Eram enormes aquelas máquinas!!! Maiores ainda,
gigantescas, monstruosas no olhar pela menina miúda que se arriscava a dominar
aquelas engrenagens, comandar os teares, transformar fios em tecidos.
Ainda hoje, quase 70 anos depois, Thereza Fiel Filho
parece se impressionar com o tamanho das máquinas. Abre os braços, alonga-os
para cima, como a descrever algo muito além da compreensão humana.
Não eram. Com apenas 14 anos, Thereza ingressou na
fábrica de tecidos das Indústrias Reunidas Francesco Matarazzo. Nunca sofreu um
acidente, mas lembra que, de vez em quando, batia a cabeça em alguma volta das
engrenagens.
Ela precisava ajudar a família, de imigrantes portugueses
que desembarcaram no Brasil nas primeiras décadas do século passado para buscar
uma vida melhor, talvez fugindo das agruras vividas na Europa depois de
Primeira Guerra Mundial.
Nem dona Thereza nem suas filhas lembram exatamente das
origens e das datas envolvendo os avós, seu Reis e dona Ana Maria. Sabem que
eram portugueses legítimos, um de Bragança e outro de Trás-os-Montes. E sabem
que o avô não tinha tempo para nada, estava sempre trabalhando.

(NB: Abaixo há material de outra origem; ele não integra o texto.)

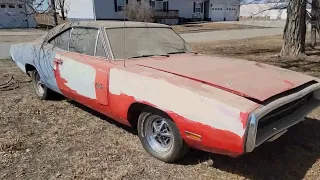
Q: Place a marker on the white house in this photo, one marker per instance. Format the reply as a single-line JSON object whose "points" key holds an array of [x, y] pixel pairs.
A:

Ele cumpria o turno da noite, atuava naqueles caminhões
enormes de limpeza. Equipado com grandes vassourões, os veículos varriam as
ruas no período noturno, jogando a sujeirada para a sarjeta, preparando tudo
para o trabalho dos garis.
Tão ocupado era o seu Reis que não pode registrar a pequena
Thereza no dia mesmo em que ela nasceu --nem na semana seguinte.
A futura esposa de Manoel Fiel Filho
veio ao mundo em 15 de outubro de 1932, mas o pai só acabou por registrá-la em
três de novembro.
Outubrina ou novembrina, era uma menininha aquela que
saía da casa dos pais, na Água Rasa, para ir trabalhar no complexo empresarial
criado pelo conde Francesco Matarazzo.
No terceiro dia do projeto CORRIDA POR MANOEL, saí de
casa buscando o mesmo destino onde, há mais de sessenta anos, Thereza Fiel
batia ponto dos os dias.
Descendo da região do espigão da Paulista, vou direto
para o centro velho de São Paulo, cruzo viadutos, passo sobre a linha de trens
–os trilhos são o primeiro marco divisório, espécie de cerca separando a região
central, rica e movimentada, da periferia. É para lá que vou.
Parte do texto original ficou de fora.